Pat Le tinha finalmente analisado e compreendido a barreira defensiva de Orisa, confirmou e consolidou a ideia de que a introjecção, incorporação e identificação constituíam os principais mecanismos defensivos cristalizados num carácter, num modo de ser, de sentir e agir, cujo principal problema se relacionava com a interiorização dos elementos e entidades presentes no ambiente; as dificuldades problemáticas relacionados com a interiorização do exterior poderiam agora ser canalizadas para uma estratégia global de manipulação mental.

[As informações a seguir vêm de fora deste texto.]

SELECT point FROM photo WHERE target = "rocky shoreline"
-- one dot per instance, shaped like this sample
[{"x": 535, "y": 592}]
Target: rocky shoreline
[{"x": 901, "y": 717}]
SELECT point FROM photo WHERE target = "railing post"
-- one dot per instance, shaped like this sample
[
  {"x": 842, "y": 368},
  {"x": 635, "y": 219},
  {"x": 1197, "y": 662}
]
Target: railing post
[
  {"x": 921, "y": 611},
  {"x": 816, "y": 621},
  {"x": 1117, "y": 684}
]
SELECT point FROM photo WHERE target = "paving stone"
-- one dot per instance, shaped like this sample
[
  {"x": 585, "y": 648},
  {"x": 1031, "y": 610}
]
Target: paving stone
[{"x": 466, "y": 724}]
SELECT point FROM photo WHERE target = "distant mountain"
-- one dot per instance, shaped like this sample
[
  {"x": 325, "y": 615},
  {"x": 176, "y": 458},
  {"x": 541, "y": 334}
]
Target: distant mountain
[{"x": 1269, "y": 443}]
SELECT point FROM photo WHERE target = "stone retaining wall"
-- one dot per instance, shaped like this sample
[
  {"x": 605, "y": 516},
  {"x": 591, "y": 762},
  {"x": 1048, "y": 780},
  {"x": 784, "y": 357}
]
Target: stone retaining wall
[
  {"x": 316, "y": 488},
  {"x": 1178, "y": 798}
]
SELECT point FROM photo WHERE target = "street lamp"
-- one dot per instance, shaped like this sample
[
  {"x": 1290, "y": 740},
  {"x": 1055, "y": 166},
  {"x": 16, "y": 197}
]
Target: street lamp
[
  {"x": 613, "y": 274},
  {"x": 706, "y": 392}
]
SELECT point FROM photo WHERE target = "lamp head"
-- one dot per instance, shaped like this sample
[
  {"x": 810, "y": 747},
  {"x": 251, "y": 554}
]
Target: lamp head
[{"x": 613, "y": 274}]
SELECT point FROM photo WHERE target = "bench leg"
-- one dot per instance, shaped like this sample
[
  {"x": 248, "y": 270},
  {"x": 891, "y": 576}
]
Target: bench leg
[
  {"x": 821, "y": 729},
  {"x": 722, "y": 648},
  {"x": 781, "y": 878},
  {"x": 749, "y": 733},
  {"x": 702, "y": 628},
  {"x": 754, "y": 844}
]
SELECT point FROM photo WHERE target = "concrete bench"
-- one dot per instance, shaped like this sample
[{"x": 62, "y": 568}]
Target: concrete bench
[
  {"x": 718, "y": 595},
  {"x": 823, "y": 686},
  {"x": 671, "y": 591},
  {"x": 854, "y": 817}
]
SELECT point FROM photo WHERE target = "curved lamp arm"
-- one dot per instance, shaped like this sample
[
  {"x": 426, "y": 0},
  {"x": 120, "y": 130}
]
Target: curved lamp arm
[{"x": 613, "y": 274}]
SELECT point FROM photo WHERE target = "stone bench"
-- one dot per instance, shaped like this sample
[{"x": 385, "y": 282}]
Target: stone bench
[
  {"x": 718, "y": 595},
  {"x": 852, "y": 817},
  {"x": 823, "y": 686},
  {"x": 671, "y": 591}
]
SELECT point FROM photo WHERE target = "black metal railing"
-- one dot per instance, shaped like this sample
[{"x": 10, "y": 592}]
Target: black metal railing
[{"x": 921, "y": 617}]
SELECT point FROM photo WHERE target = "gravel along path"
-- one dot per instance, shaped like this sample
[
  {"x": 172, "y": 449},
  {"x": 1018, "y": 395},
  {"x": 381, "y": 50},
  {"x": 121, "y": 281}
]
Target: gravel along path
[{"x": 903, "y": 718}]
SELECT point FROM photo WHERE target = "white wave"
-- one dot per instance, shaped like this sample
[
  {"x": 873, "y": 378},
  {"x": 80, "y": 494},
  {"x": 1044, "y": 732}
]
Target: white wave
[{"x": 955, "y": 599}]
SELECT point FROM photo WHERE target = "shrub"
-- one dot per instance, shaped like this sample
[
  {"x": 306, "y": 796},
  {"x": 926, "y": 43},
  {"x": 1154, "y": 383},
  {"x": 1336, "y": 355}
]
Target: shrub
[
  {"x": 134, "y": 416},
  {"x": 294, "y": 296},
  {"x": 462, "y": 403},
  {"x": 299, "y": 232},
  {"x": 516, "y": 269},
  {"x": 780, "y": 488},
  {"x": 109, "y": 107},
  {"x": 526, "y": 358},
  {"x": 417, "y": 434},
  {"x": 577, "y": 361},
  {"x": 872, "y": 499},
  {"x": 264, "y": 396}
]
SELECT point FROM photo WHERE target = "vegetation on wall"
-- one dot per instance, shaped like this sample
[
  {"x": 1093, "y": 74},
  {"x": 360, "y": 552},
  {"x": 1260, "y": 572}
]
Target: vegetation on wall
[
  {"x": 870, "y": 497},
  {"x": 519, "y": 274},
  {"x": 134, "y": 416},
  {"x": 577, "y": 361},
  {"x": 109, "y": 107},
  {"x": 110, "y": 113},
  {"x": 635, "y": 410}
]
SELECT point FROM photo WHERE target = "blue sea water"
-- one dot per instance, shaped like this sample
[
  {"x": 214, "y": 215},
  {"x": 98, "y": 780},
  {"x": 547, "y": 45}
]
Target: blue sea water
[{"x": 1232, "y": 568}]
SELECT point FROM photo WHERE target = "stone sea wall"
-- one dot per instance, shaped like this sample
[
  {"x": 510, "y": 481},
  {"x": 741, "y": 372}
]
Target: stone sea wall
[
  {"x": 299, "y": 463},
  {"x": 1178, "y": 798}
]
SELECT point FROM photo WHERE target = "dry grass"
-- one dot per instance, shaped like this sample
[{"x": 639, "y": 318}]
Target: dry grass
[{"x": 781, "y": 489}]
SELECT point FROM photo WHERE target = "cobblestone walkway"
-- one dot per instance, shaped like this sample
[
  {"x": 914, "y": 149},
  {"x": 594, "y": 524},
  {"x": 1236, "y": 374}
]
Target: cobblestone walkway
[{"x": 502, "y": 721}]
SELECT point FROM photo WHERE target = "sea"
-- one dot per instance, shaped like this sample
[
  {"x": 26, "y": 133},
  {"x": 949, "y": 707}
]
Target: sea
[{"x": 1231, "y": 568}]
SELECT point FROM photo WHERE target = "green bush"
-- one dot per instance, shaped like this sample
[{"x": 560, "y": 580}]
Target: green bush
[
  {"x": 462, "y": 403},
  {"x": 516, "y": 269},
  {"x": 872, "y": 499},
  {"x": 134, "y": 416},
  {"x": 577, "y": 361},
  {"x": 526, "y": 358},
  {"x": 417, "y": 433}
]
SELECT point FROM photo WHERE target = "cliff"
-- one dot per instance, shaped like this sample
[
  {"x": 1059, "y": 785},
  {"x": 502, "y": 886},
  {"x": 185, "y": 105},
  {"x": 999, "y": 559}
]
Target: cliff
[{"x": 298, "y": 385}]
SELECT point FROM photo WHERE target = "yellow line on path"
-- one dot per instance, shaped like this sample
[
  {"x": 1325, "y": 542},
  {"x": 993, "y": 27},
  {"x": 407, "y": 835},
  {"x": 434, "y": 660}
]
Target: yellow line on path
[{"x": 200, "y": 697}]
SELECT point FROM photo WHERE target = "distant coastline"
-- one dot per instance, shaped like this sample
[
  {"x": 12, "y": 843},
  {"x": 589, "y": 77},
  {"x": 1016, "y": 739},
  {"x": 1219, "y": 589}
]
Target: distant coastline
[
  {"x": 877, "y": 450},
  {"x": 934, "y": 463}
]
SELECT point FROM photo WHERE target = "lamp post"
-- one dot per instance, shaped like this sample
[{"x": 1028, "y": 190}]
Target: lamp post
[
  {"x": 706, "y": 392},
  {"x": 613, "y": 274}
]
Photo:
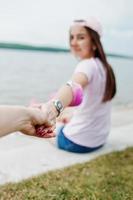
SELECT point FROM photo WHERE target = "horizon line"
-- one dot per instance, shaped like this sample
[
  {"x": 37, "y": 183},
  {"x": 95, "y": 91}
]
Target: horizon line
[{"x": 29, "y": 47}]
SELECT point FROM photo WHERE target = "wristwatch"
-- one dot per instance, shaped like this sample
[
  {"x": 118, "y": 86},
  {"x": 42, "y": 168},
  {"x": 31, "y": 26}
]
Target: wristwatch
[{"x": 58, "y": 105}]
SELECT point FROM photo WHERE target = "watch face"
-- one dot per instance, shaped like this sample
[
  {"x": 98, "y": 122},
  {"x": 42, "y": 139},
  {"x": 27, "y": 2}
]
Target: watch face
[{"x": 58, "y": 105}]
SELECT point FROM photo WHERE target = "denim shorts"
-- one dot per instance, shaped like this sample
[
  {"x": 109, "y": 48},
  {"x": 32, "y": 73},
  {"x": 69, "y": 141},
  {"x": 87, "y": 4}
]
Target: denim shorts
[{"x": 64, "y": 143}]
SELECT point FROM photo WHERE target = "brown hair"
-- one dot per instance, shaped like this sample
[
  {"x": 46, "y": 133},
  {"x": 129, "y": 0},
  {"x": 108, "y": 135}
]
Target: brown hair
[{"x": 110, "y": 87}]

Apesar de ter descoberto e localizado as principais defesas que barravam, em Orisa, a entrada na mente, ainda procurou outras estruturas defensivas, porventura menos eficazmente utilizadas, mas também quis encontrar sinais de conflitualidade interna que lhe facilitassem a invasão mental:
- Tens medo de alguma coisa? Quais são os teus medos? Fala-me dos teus medos! - disparou com uma surpreendente rapidez capaz de ofuscar o pensamento e o raciocínio lógico.

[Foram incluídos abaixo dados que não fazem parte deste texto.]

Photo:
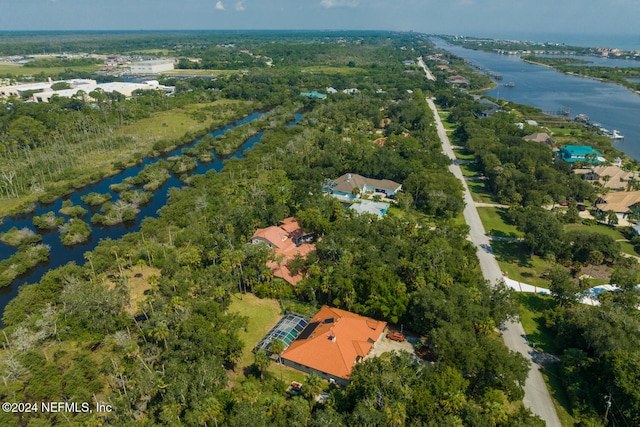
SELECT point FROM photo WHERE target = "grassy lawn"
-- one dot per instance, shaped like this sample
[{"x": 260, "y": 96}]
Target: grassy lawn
[
  {"x": 463, "y": 155},
  {"x": 532, "y": 318},
  {"x": 263, "y": 314},
  {"x": 531, "y": 309},
  {"x": 514, "y": 260},
  {"x": 614, "y": 232},
  {"x": 494, "y": 223},
  {"x": 469, "y": 169},
  {"x": 479, "y": 193}
]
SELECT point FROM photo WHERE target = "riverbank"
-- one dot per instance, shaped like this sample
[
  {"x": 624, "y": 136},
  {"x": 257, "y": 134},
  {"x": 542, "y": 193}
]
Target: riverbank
[
  {"x": 148, "y": 137},
  {"x": 574, "y": 74}
]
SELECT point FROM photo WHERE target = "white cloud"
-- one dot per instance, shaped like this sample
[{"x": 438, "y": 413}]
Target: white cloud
[{"x": 338, "y": 3}]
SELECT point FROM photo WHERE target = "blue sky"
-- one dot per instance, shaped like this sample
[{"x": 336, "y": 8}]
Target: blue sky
[{"x": 466, "y": 17}]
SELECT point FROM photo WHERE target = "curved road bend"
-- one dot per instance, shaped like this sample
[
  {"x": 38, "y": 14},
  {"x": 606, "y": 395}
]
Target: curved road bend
[{"x": 536, "y": 395}]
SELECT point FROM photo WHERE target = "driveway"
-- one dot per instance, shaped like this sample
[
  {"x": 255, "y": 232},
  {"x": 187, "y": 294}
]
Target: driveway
[{"x": 536, "y": 394}]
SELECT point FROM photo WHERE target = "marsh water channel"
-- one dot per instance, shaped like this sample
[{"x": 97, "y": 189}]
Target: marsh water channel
[{"x": 61, "y": 255}]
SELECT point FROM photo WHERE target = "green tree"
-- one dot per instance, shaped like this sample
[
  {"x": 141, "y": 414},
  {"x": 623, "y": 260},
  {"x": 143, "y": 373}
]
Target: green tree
[
  {"x": 562, "y": 287},
  {"x": 262, "y": 362}
]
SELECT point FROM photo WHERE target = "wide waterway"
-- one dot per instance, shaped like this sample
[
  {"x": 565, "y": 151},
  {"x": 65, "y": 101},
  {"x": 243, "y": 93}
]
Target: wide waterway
[
  {"x": 611, "y": 105},
  {"x": 61, "y": 254}
]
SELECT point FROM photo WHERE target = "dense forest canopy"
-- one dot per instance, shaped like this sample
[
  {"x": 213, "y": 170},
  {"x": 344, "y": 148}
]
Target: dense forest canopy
[{"x": 149, "y": 323}]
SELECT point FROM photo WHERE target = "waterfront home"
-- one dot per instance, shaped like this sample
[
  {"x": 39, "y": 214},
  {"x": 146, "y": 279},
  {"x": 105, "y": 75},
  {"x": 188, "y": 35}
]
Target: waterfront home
[
  {"x": 351, "y": 185},
  {"x": 332, "y": 343},
  {"x": 288, "y": 240},
  {"x": 580, "y": 153},
  {"x": 622, "y": 203},
  {"x": 611, "y": 177},
  {"x": 541, "y": 137}
]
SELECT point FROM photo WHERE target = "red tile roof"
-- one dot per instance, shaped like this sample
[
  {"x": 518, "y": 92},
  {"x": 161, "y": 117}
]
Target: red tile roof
[
  {"x": 282, "y": 238},
  {"x": 339, "y": 340}
]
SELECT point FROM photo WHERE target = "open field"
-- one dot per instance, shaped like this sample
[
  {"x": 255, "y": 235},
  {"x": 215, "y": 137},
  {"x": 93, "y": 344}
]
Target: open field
[
  {"x": 514, "y": 260},
  {"x": 263, "y": 314},
  {"x": 494, "y": 224},
  {"x": 531, "y": 308},
  {"x": 479, "y": 193},
  {"x": 614, "y": 232}
]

- Bem, ... huuuum, ... bem, .... haaa, ... medo não, ... mas, ... talvez, ... receio, talvez receio, ...
Pat Le poderia ter iniciado imediatamente a sua confrontação mental, poderia iniciar a análise e destruição das defesas inconscientes procurando progredir sucessivamente na invasão mental; toda aquela hesitação verbal e a correspondente linguagem corporal forneciam elementos, ... mas não, ... esperaria, tinha muito tempo para o fazer, ... ainda estava numa análise exploratória; manteve-se calado, em silêncio, sabia que o silêncio numa conversa, sobretudo entre duas pessoas, se torna incomensuravelmente constrangedor e capaz de levar a pessoa mais frágil e mais insegura a, quebrando o silêncio, revelar algo de si própria.
- Bem, ... referiu Orisa - por incrível que pareça tenho permanentemente uma sensação de receio, um receio constante, até talvez, ... um medo, ... - calou-se uns momentos e continuou - quando algo na minha vida, me está a correr bem, fico com medo porque sinto que a seguir virá algo de mau, isto é, como que a seguir a um prazer terá que, inevitavelmente, surgir-me um sofrimento.
Estas revelações configuravam um sofrimento mental masoquista doentio, típico de quem não é capaz de aceitar o prazer e a felicidade que a vida lhe oferece; manteve o silêncio constrangedor apenas emitindo um som nasalado e indefinido:
- Hhhuuuuum, ...
-Olha, ... não sei, ... - prosseguiu - quando as minhas colegas e amigas afirmam que sou uma professora de sucesso eu respondo que normalmente, na vida, desempenho as  minhas tarefas,  os meus comportamentos e as minhas realizações pessoais, mais para fugir ao fracasso do que para alcançar o sucesso; sabes como é, ... no fundo, ... no fundo, ... é o medo que me move e não a vontade de sucesso.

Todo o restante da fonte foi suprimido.